Figure 3. Mutation of the human IFITM3 endocytosis motif converts IFITM3 into an enhancer of SARS‐CoV‐2 infections.

HEK293T‐ACE2‐GFP stable cells were transiently transfected with human IFITM plasmids or vector control for 24 h.

1. Flow cytometry gating strategy for analyzing cells with high ACE2‐GFP expression and IFITM expression.
2. Flow cytometry histograms showing expression of each of the IFITM constructs, and the gating as indicated in (A) and by the dotted line, which was used for examining percent infections in IFITM‐expressing cells.
3. Transfected HEK293T‐ACE2‐GFP cells were infected with SARS‐CoV‐2 (MOI 1) for 24 h and analyzed for percent infection by flow cytometry.
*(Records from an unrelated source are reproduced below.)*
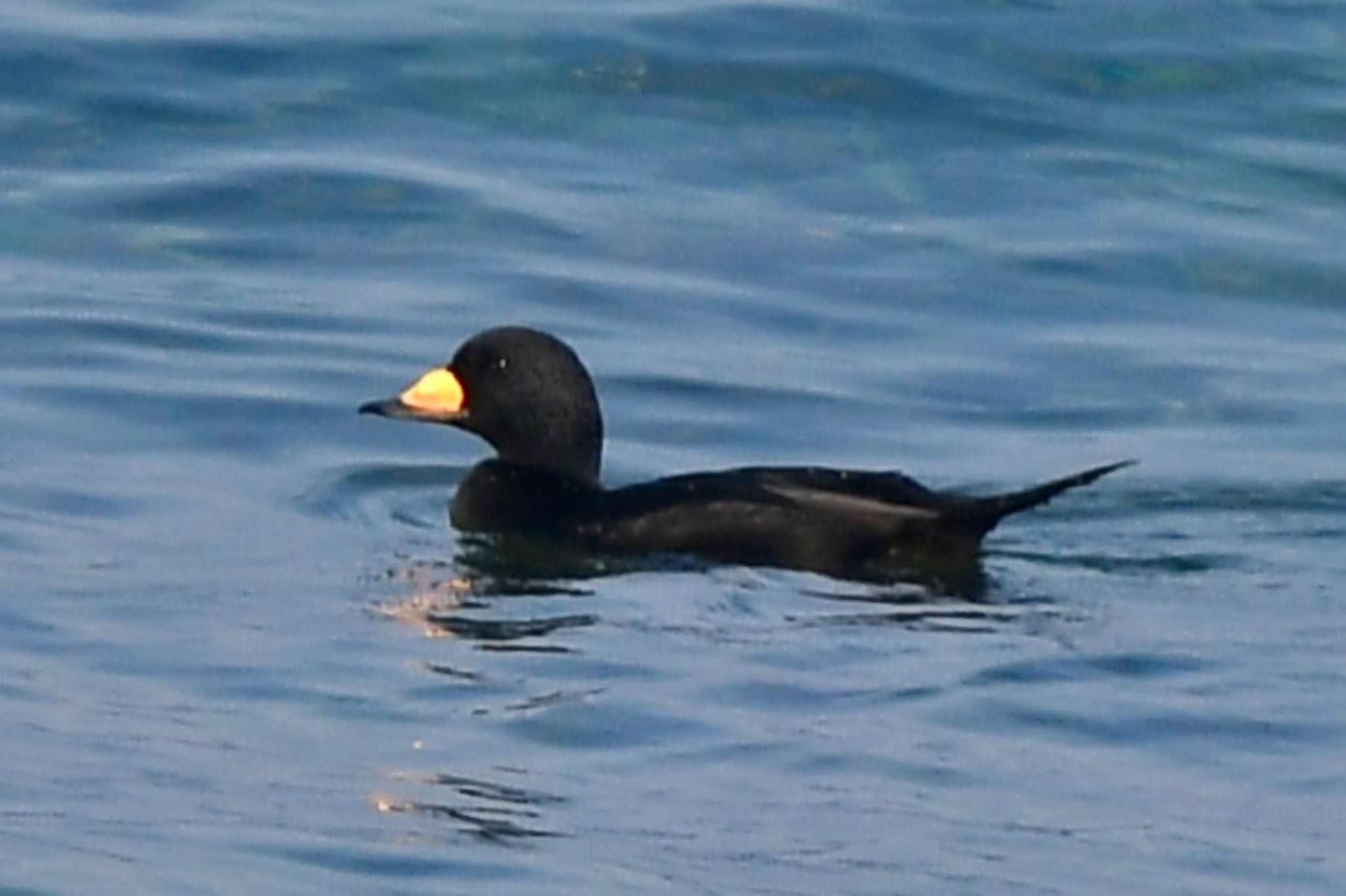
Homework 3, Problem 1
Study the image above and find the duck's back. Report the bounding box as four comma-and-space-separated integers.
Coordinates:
578, 467, 963, 571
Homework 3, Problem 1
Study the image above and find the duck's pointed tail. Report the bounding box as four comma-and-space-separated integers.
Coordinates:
954, 460, 1136, 537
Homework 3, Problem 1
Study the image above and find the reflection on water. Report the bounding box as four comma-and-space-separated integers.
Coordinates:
370, 773, 563, 842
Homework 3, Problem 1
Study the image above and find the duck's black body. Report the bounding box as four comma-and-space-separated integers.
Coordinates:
361, 327, 1128, 579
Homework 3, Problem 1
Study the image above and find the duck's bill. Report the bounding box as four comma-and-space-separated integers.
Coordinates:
360, 367, 467, 422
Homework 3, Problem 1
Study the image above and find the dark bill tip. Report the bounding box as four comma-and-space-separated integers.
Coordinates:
357, 398, 406, 417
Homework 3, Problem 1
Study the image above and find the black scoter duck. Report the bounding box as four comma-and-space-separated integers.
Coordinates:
360, 327, 1133, 580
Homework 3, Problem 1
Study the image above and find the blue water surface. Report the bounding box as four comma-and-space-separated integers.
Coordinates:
0, 0, 1346, 896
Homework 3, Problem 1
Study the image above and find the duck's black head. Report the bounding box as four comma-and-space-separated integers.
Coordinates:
360, 327, 603, 483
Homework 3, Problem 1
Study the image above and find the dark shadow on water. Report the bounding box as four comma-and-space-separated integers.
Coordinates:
375, 773, 564, 843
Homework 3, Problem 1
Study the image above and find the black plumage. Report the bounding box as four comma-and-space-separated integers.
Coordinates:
361, 327, 1130, 580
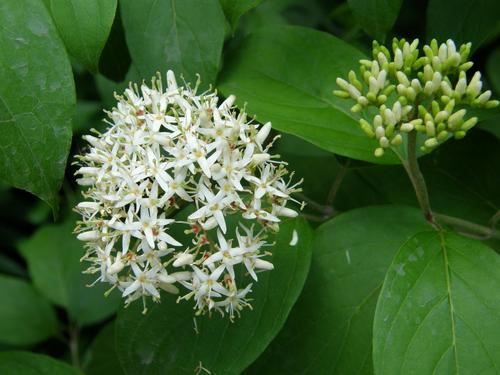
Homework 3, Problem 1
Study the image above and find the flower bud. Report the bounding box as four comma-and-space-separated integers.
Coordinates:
424, 138, 439, 149
167, 70, 178, 91
158, 273, 177, 284
252, 153, 271, 165
170, 271, 192, 281
172, 253, 194, 267
255, 122, 271, 145
391, 134, 403, 146
460, 117, 477, 131
76, 230, 101, 242
274, 206, 298, 217
201, 216, 217, 230
378, 137, 390, 148
107, 258, 125, 275
400, 122, 414, 133
219, 95, 236, 110
254, 258, 274, 271
76, 202, 100, 211
359, 119, 375, 138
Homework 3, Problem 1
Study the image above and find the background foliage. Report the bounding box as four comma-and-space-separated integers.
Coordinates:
0, 0, 500, 375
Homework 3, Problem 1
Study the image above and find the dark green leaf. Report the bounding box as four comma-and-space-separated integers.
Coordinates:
99, 3, 132, 82
0, 275, 58, 346
116, 220, 312, 375
85, 322, 125, 375
337, 130, 500, 249
219, 0, 262, 32
50, 0, 117, 73
246, 205, 429, 375
348, 0, 403, 42
0, 352, 82, 375
120, 0, 225, 87
20, 221, 120, 325
219, 26, 397, 163
96, 65, 141, 111
0, 0, 75, 210
373, 232, 500, 375
427, 0, 500, 50
73, 100, 103, 134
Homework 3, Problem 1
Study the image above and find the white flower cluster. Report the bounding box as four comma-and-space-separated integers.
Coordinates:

Representative example plots are shown for each transfection condition.
4. Graph depicts normalized infection percentage measurements from 2 to 3 independent experiments, each performed in triplicate, from cells infected as in (C). Bars represent averages with individual data points shown as circles. Error bars represent SD. ^# P < 0.05 compared to vector control by ANOVA followed by Tukey’s multiple comparisons test.
5. Representative example flow cytometry histograms of ACE2‐GFP from non‐infected samples.
6. Normalized measurements of ACE2‐GFP mean fluorescence intensity (MFI) of non‐infected samples from three separate experiments. Bars represent averages with individual data points shown as circles. Error bars represent SD. Statistical significance (P < 0.5 by ANOVA followed by Tukey’s multiple comparisons test) was not observed for comparisons between any samples.
7. Confocal microscopy of HEK293T cells transfected with empty vector, hIFITM3, hIFITM3‐Y20A, or hIFITM3‐L23Q. Green, anti‐IFITM3; blue, DAPI. White arrows highlight plasma membrane localization of IFITM3‐Y20A and IFITM3‐L23Q. Scale bars represent 10 µm.

Source data are available online for this figure.